The call is for funding linked to real-world deployment, not just academic outputs. This includes sustained investment in high-quality public datasets and incentives for models trained on India-specific data.
Government as Lead Customer
Another recurring demand ahead of Budget 2026 is for the government to act as a lead customer, not just a regulator or funder. Public-sector procurement has traditionally struggled to keep pace with emerging technologies. High entry barriers and risk-averse audits often exclude startups.
Industry leaders argue that preferential procurement for domestic AI firms, outcome-based contracts, and innovation sandboxes could unlock real demand at scale. There is also growing support for deeper AI adoption within government operations—from tax administration to public services.
Capital and Patience
Finally, founders and investors emphasize that India’s AI pipeline still lacks patient, deep-tech capital.
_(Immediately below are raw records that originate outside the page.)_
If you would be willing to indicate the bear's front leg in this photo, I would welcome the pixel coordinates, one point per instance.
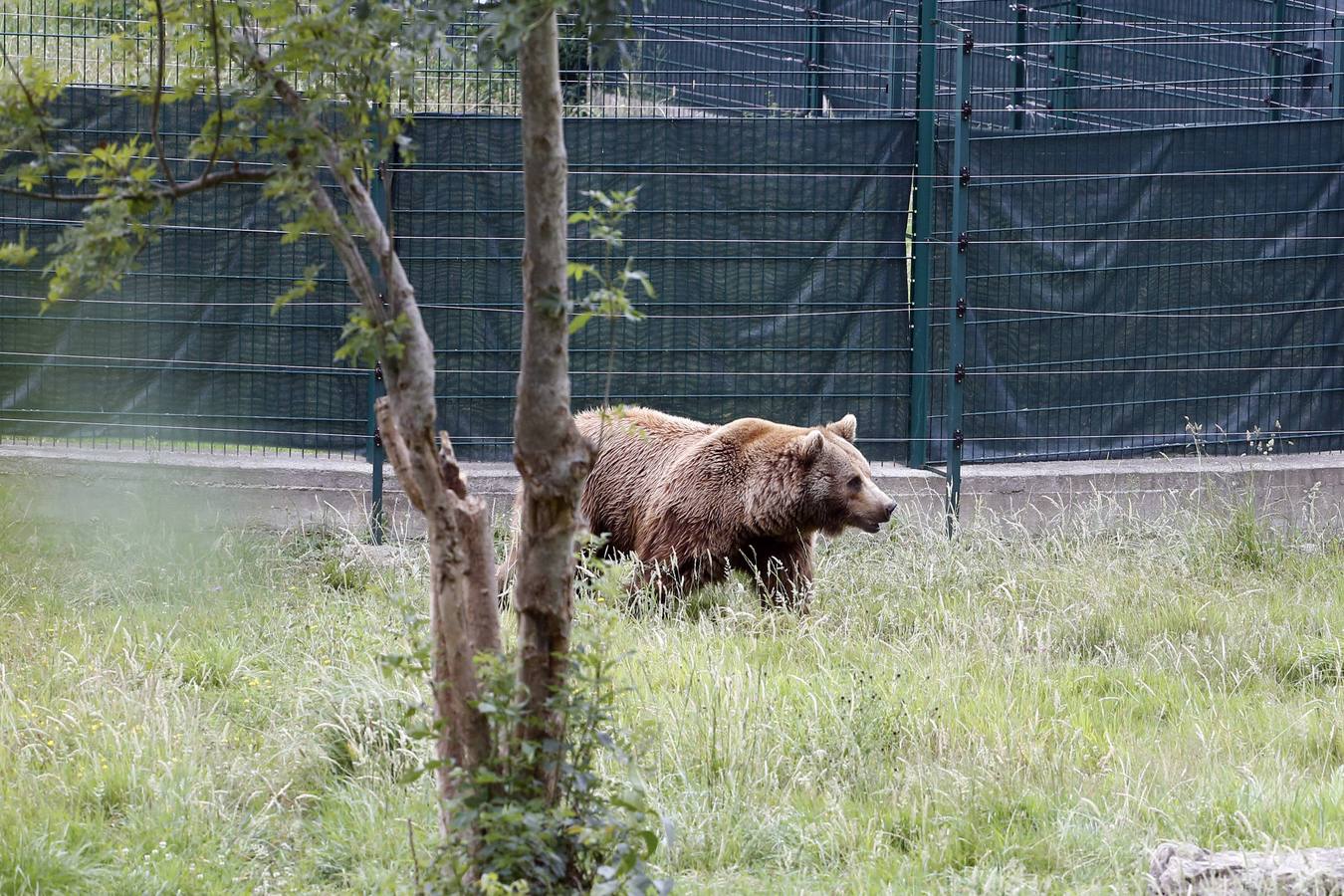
(782, 571)
(671, 577)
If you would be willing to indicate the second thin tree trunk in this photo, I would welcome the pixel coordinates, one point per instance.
(552, 456)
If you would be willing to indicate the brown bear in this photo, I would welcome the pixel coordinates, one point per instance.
(695, 501)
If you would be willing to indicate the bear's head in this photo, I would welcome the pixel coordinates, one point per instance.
(837, 481)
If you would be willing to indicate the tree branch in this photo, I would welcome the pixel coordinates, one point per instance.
(177, 191)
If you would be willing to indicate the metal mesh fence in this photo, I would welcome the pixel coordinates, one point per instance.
(187, 352)
(1122, 287)
(777, 249)
(1121, 276)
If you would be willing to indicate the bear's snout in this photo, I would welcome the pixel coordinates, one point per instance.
(875, 512)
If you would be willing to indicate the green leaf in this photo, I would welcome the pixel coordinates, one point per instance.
(579, 322)
(576, 270)
(18, 254)
(304, 287)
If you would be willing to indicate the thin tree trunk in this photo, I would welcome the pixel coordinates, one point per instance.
(550, 453)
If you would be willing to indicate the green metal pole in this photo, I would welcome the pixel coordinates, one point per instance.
(375, 456)
(1275, 62)
(926, 82)
(1337, 81)
(1018, 70)
(378, 192)
(813, 60)
(1063, 55)
(957, 314)
(893, 64)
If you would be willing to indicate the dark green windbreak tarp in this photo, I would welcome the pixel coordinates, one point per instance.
(777, 250)
(1124, 284)
(187, 350)
(776, 246)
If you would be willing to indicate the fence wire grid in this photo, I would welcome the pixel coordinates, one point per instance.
(1152, 247)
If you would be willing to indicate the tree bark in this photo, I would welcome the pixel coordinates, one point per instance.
(552, 456)
(1191, 871)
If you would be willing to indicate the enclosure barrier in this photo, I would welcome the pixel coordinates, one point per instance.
(1054, 274)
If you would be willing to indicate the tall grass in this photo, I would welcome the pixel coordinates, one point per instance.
(202, 711)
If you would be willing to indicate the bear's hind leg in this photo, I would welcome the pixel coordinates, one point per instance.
(782, 571)
(674, 579)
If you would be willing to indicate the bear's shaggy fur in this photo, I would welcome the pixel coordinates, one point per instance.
(695, 501)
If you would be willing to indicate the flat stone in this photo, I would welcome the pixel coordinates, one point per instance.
(1191, 871)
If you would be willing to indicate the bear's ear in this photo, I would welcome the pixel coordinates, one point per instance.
(845, 427)
(809, 446)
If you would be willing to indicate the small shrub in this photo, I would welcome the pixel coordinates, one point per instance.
(597, 834)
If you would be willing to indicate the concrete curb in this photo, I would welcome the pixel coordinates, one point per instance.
(285, 491)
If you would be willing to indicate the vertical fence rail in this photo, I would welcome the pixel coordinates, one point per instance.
(1018, 70)
(812, 62)
(922, 249)
(382, 202)
(1275, 64)
(957, 315)
(1337, 81)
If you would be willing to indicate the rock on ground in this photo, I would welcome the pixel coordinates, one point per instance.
(1191, 871)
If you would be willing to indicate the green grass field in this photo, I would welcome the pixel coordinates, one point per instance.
(203, 712)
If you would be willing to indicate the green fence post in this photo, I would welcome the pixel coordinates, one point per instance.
(378, 192)
(1063, 57)
(957, 314)
(1018, 70)
(375, 456)
(812, 60)
(926, 82)
(1275, 62)
(893, 64)
(1337, 81)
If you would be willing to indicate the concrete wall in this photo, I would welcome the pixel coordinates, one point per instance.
(280, 491)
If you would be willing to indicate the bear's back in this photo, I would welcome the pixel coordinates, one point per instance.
(636, 446)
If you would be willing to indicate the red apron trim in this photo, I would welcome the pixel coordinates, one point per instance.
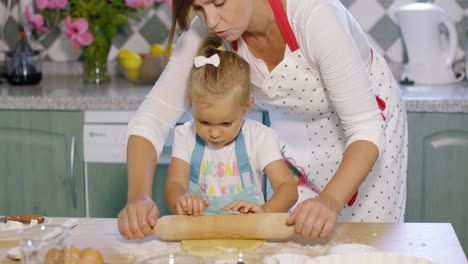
(283, 24)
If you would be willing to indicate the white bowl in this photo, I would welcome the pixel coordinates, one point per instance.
(291, 258)
(374, 258)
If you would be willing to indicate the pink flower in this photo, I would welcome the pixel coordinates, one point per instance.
(36, 21)
(169, 2)
(139, 3)
(77, 32)
(50, 4)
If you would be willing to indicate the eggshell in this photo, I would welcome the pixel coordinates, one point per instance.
(53, 256)
(92, 253)
(87, 260)
(71, 259)
(73, 251)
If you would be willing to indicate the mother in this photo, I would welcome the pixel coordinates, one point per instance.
(332, 100)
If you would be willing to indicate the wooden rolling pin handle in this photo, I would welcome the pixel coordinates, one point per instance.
(25, 218)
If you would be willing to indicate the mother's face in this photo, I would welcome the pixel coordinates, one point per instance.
(228, 18)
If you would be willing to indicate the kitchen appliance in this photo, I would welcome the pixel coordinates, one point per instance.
(224, 226)
(430, 40)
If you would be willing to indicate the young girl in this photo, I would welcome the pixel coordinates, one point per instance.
(218, 159)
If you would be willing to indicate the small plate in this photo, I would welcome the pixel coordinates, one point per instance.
(12, 234)
(374, 258)
(291, 258)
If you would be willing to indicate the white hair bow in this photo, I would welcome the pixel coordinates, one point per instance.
(202, 61)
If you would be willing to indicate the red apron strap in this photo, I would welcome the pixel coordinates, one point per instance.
(234, 46)
(283, 24)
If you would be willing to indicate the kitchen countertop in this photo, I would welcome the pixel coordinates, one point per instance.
(434, 241)
(58, 92)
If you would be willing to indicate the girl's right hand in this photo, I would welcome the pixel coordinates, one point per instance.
(137, 218)
(191, 204)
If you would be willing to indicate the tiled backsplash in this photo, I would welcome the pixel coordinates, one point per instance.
(375, 16)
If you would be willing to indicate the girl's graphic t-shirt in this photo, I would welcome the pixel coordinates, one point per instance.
(219, 170)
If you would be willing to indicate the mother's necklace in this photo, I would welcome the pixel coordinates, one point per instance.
(266, 37)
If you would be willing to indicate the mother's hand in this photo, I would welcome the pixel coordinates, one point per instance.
(137, 218)
(314, 218)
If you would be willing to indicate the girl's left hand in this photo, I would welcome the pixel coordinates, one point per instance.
(314, 218)
(243, 207)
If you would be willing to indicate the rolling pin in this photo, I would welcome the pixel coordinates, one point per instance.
(223, 226)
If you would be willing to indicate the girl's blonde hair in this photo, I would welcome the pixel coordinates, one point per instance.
(230, 77)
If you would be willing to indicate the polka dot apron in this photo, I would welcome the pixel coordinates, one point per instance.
(309, 128)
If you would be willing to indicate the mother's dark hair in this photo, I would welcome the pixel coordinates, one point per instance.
(180, 15)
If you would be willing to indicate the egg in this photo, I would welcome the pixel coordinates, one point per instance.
(93, 254)
(71, 259)
(53, 256)
(74, 251)
(87, 260)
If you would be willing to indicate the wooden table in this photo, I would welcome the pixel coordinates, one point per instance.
(435, 241)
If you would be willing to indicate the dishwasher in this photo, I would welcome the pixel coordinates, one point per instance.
(104, 134)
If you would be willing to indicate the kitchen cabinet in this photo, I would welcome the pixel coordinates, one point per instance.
(438, 170)
(107, 188)
(41, 163)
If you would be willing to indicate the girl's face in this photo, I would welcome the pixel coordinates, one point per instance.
(218, 122)
(228, 18)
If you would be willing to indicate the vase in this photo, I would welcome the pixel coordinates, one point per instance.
(95, 56)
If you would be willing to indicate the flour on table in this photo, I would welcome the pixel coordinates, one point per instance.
(138, 250)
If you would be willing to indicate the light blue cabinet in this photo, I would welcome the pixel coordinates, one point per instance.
(438, 170)
(41, 161)
(107, 189)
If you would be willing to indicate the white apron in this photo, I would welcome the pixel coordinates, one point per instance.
(308, 127)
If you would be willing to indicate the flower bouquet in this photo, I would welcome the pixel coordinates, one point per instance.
(89, 24)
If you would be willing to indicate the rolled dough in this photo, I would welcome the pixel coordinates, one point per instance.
(211, 247)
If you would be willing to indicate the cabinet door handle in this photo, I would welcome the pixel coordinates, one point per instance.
(72, 171)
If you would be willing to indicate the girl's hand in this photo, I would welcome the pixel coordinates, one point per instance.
(314, 218)
(191, 204)
(137, 218)
(243, 207)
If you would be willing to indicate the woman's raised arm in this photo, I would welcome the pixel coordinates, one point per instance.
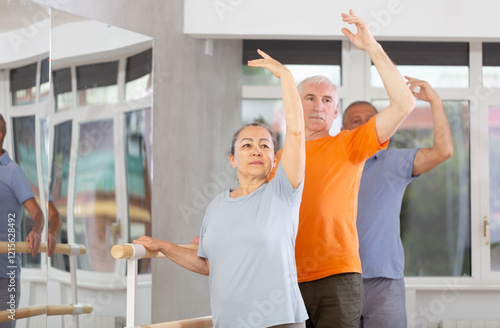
(294, 153)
Although over 1,000 AI startups raised nearly $2 billion in 2025, the gap between prototype and scale remains wide. Long-horizon funds, risk-sharing mechanisms, and procurement-linked revenue certainty are crucial for startup sustainability.
What Next?
India enters Union Budget 2026 from a position of strength, with a large talent base and rising enterprise adoption. What the industry now asks for is the next leap—faster execution, clearer rules, cheaper and cleaner power, scalable compute, and a government willing to both regulate and consume AI responsibly.
If Budget 2026 can deliver on these fronts, India’s AI narrative could shift decisively from promise to global leadership.